I pretty much ignored it the first week I had it.  Then I used it occasionally - but only for brisk walks.  Even still, I pretty much preferred walking outside.  Then we put a TV in the room with the treadmill and hooked up Netflix.  Again.  A game changer.

The final pieces of the puzzle was a HIIT workout I found in an issue of Self Magazine.  You were supposed to do high intensity intervals three times a week.  They were all running intervals.  I figured I'd give it a try.  Why not?  I can run fast for 60 seconds because I know I'll get to walk for 60 seconds immediately after.  I went through this workout - I believe there were five or six weeks to it - and made it almost to the end.  I forget what made me stop.  But Fridays were always supposed to be more of a distance run and not intervals and I always kind of chickened out on those days and just repeated one of the interval workouts.

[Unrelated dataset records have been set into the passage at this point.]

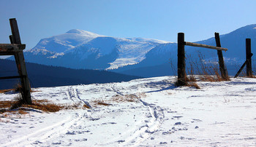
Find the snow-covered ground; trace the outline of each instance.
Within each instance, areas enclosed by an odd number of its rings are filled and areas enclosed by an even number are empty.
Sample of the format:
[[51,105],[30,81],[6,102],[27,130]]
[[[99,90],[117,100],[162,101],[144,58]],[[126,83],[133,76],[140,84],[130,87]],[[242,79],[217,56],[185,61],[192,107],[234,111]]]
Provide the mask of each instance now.
[[[34,99],[91,108],[1,116],[0,146],[256,146],[256,79],[197,82],[201,89],[176,87],[175,81],[163,76],[38,88]],[[0,94],[1,100],[15,96]]]

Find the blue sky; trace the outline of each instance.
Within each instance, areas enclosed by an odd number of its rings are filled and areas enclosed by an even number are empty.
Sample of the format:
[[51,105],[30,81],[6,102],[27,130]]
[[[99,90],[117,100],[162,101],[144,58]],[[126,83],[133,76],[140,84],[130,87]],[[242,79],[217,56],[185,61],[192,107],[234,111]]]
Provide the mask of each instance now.
[[43,38],[82,29],[115,37],[196,41],[256,23],[255,0],[0,0],[0,43],[9,43],[9,18],[21,41],[34,47]]

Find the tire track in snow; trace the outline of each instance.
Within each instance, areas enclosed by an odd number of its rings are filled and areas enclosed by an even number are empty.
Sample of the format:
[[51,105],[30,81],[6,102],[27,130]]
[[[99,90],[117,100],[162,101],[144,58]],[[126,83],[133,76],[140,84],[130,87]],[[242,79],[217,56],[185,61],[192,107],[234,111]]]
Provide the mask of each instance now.
[[67,95],[69,99],[70,99],[72,102],[75,103],[77,102],[81,102],[86,106],[88,106],[89,108],[91,108],[90,103],[84,100],[82,100],[79,96],[79,91],[78,89],[74,89],[72,87],[69,87],[67,92]]
[[[69,87],[67,92],[67,95],[69,100],[73,103],[80,102],[86,104],[89,107],[89,103],[82,100],[79,96],[79,91],[78,89],[74,89],[72,87]],[[68,132],[72,132],[73,127],[79,125],[80,120],[83,119],[86,113],[75,113],[72,116],[69,116],[65,120],[53,124],[48,127],[39,129],[36,132],[23,136],[17,140],[12,140],[12,142],[3,144],[3,146],[15,146],[19,144],[19,146],[26,146],[28,144],[37,145],[44,144],[48,140],[53,140],[55,137],[65,135]]]
[[34,132],[24,135],[18,139],[12,140],[12,142],[2,144],[2,146],[15,146],[18,144],[20,146],[35,145],[35,143],[44,143],[48,140],[54,138],[64,134],[74,124],[76,124],[83,119],[80,114],[76,113],[75,116],[69,116],[61,122],[53,124],[48,127],[39,129]]
[[145,140],[148,139],[152,134],[158,131],[165,118],[163,109],[159,106],[155,106],[154,104],[149,104],[146,102],[139,100],[145,106],[147,106],[152,117],[146,125],[141,126],[132,133],[132,135],[125,140],[121,146],[138,146]]

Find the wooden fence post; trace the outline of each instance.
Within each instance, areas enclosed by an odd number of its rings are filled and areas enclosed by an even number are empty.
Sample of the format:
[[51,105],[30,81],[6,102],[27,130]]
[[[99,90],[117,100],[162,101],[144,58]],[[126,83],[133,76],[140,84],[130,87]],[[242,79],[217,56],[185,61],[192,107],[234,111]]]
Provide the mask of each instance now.
[[[221,47],[219,33],[215,32],[214,35],[215,35],[216,47]],[[222,75],[222,78],[223,79],[227,80],[228,79],[227,72],[224,64],[222,51],[217,50],[217,53],[219,57],[219,71]]]
[[246,76],[252,76],[252,51],[251,51],[251,39],[246,39]]
[[187,84],[184,33],[178,33],[178,85]]
[[[12,29],[12,36],[10,36],[10,41],[12,44],[21,44],[20,33],[18,28],[18,24],[15,18],[10,19],[10,24]],[[23,52],[15,52],[15,58],[18,68],[18,74],[20,76],[21,83],[21,95],[23,100],[27,104],[31,104],[31,98],[30,93],[30,84],[28,78],[28,74],[26,72],[25,60]]]

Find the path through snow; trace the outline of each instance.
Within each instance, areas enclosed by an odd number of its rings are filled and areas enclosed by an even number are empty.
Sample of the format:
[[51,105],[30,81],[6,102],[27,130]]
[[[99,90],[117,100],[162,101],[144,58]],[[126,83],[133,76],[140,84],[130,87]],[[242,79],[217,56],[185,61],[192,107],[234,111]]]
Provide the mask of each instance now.
[[[256,79],[201,82],[200,90],[176,87],[175,81],[38,88],[34,99],[91,108],[1,114],[0,146],[256,146]],[[3,100],[15,96],[0,94]]]

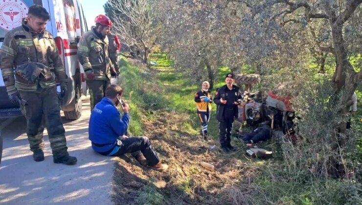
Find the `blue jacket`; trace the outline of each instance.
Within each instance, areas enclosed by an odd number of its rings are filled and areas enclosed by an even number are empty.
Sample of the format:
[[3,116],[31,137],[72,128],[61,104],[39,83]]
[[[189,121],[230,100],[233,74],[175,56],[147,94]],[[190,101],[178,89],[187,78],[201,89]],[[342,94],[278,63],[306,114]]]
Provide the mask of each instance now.
[[113,149],[117,139],[127,131],[130,122],[128,113],[121,114],[113,102],[104,97],[95,105],[89,121],[89,139],[92,148],[98,152],[107,152]]

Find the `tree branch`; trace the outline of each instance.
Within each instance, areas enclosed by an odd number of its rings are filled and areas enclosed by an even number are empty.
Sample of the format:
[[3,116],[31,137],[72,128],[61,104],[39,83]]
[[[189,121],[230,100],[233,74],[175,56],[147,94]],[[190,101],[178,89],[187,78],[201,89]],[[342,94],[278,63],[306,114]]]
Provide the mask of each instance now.
[[346,21],[361,3],[362,3],[362,0],[352,0],[350,1],[349,6],[338,17],[338,23],[339,24],[343,23]]
[[322,51],[331,53],[336,56],[336,50],[333,47],[319,46],[319,49]]

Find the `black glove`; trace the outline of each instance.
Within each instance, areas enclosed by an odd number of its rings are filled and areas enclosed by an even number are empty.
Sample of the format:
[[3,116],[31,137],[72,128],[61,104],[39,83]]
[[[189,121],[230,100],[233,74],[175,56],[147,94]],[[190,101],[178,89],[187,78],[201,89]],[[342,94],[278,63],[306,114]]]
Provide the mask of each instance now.
[[66,95],[68,91],[68,83],[67,82],[63,82],[60,83],[60,96],[62,98]]
[[9,95],[9,100],[11,101],[11,102],[19,106],[20,105],[20,101],[22,100],[22,97],[20,97],[19,92],[17,91],[15,93]]

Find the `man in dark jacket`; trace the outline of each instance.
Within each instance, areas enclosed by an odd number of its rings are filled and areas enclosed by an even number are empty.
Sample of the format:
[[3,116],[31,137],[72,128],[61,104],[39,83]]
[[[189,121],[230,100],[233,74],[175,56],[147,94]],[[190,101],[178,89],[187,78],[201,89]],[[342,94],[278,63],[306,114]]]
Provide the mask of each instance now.
[[[112,85],[106,90],[106,97],[93,109],[89,121],[89,139],[92,148],[105,156],[119,156],[132,153],[142,165],[162,171],[168,166],[161,163],[156,150],[146,137],[130,137],[125,135],[130,123],[130,107],[121,102],[122,88]],[[121,115],[116,106],[122,103]]]
[[234,75],[229,73],[225,77],[226,84],[218,88],[215,94],[214,102],[217,105],[216,119],[219,121],[219,131],[221,148],[225,152],[235,151],[231,146],[231,135],[234,119],[239,116],[238,104],[242,96],[239,87],[233,85]]

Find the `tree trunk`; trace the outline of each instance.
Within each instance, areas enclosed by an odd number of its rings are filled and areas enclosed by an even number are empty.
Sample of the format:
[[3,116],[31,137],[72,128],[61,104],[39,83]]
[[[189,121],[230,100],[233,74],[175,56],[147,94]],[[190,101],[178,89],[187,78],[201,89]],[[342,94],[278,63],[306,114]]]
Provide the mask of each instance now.
[[143,53],[143,63],[147,63],[148,60],[147,59],[148,48],[147,47],[144,47],[143,48],[144,49],[144,53]]
[[211,68],[211,66],[210,65],[210,63],[208,62],[206,62],[205,64],[206,64],[206,68],[207,70],[207,76],[208,77],[209,83],[210,83],[209,89],[211,90],[214,88],[215,76],[214,76],[214,73],[212,72],[212,69]]
[[[342,23],[338,23],[337,21],[332,22],[331,21],[331,24],[333,45],[335,50],[335,55],[336,64],[336,70],[332,78],[333,82],[336,87],[336,93],[334,96],[332,97],[332,99],[337,101],[338,100],[339,93],[342,91],[346,92],[347,96],[350,97],[349,98],[345,98],[344,104],[346,105],[346,106],[343,107],[340,110],[341,116],[344,116],[347,114],[349,110],[348,108],[347,107],[347,102],[352,96],[357,86],[357,83],[354,82],[353,78],[349,78],[347,83],[348,84],[352,83],[354,86],[352,87],[345,86],[346,81],[347,80],[346,78],[347,74],[353,74],[352,73],[355,73],[355,71],[353,70],[352,65],[348,61],[347,58],[342,32]],[[346,123],[342,122],[339,124],[336,125],[335,131],[334,138],[337,140],[337,144],[333,147],[333,149],[336,154],[339,154],[340,148],[342,148],[345,144],[344,136],[345,136],[345,134],[346,132]],[[336,154],[336,156],[339,156],[339,154]],[[332,177],[339,178],[346,173],[346,167],[341,163],[341,159],[339,159],[339,157],[330,157],[329,164],[328,173]]]

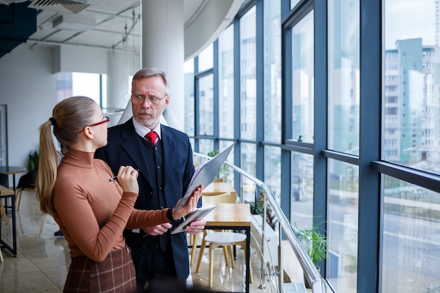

Well fast forward a year or two.  I'd started doing Piloxing (sidenote: everyone should try piloxing it is so fun!) and had found a short jogging workout online that slowly increased your speed and then worked you back down to a walk.  The more I did this workout, the longer I would try to do each jogging interval.  If it said 4 minutes, I tried to go 8.  Then I started increasing the incline.  One day, I finally said "I wonder how far I can actually jog without stopping?"  I had recently found another workout about training for a 5K from Self Magazine.  The chart suggested jogging at around 5mph.  That seemed easy enough.  The jogging workout I had been doing had me going 6 mph or 6.5 mph for a couple minutes at the fastest.  I surely could handle 5 mph.

The next day I was determined.  I put on Season One Episode One of Dawson's Creek (yep, it is my show of choice when running on the treadmill now).  I put the treadmill up to 5 mph and immediately covered up the display with a towel so I couldn't see how far I'd gone.  I finally couldn't stand it and peek at the display when I was about 1.5 miles in.  I couldn't believe I had gone that far without stopping.  I decided I was going to try to go for 3 miles.  I did it!  I was so excited.  I felt superhuman.  No one in the history of time had run as far or as fast as I had.  Was this the high everyone talked about with running?

I don't want to say I was immediately hooked, but I definitely decided to run 3.25 miles the next day and the day after.  So I guess I'm kind of hooked.  I am reading Runner's World all of the time and trying to find out everything I can about running. 

Achievement Unlocked: Run 3 miles without stopping.